Careful Mistakes wasn’t meant to be a novel. I was an interior decorator (designer to British readers), I wasn’t a writer. Well, in truth I’d written a book about ten years before this, but I’d had one agent reject it so I thought that was that and felt clearly that my life’s path was choosing chintz, wearing dramatic earrings and being completely bored with earrings and chintz. It took me about seven years of sitting and chatting for hours with my clients to realize that the only thing that interested me about the work was hearing people’s stories. It’s odd, but there is something about choosing fabrics that makes people feel that they are in a therapy session. A surprising number of things bubble up over the satin and the stripes and I did nothing to discourage that.
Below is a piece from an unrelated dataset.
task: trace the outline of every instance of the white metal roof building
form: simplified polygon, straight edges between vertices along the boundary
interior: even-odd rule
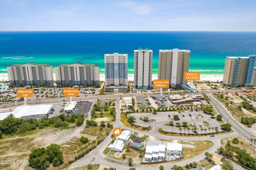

Careful Mistakes was intended to be an hour or so of coming to grips with my father’s death. He had died a few days before from cancer and I since I’d been so consumed with his care and making sure that my mother was helped with the aftermath, I felt that I hadn’t really and truly processed the fact that he was gone. I began to write, the words flowed and fifteen pages later I finally realized that I was no longer writing about my father.
The words that came out did deal with the death of an Episcopal Bishop, something my Lutheran father wasn’t, his adult daughter and his granddaughter. I put them in Connecticut, far away from the California that my father’s family settled in eight decades before. Initially the Bishop was the most important thing on the page, but once again the characters took over and I let the old man die in the first few pages.
All sorts of characters began to come on to the pages, some uninvited and some that were deleted in later versions. Over the next few weeks, I let my business slide. Granted a recession in the building trades had reared its ugly head, but in the past that had made me work harder. I stopped wearing those stupid earrings and let myself wear sloppy clothes, even in public. Meals around our house became slapdash and there were stacks of paper held together with massive clips on all the horizontal services.
My family didn’t complain although they could have. After all, I was a writer now.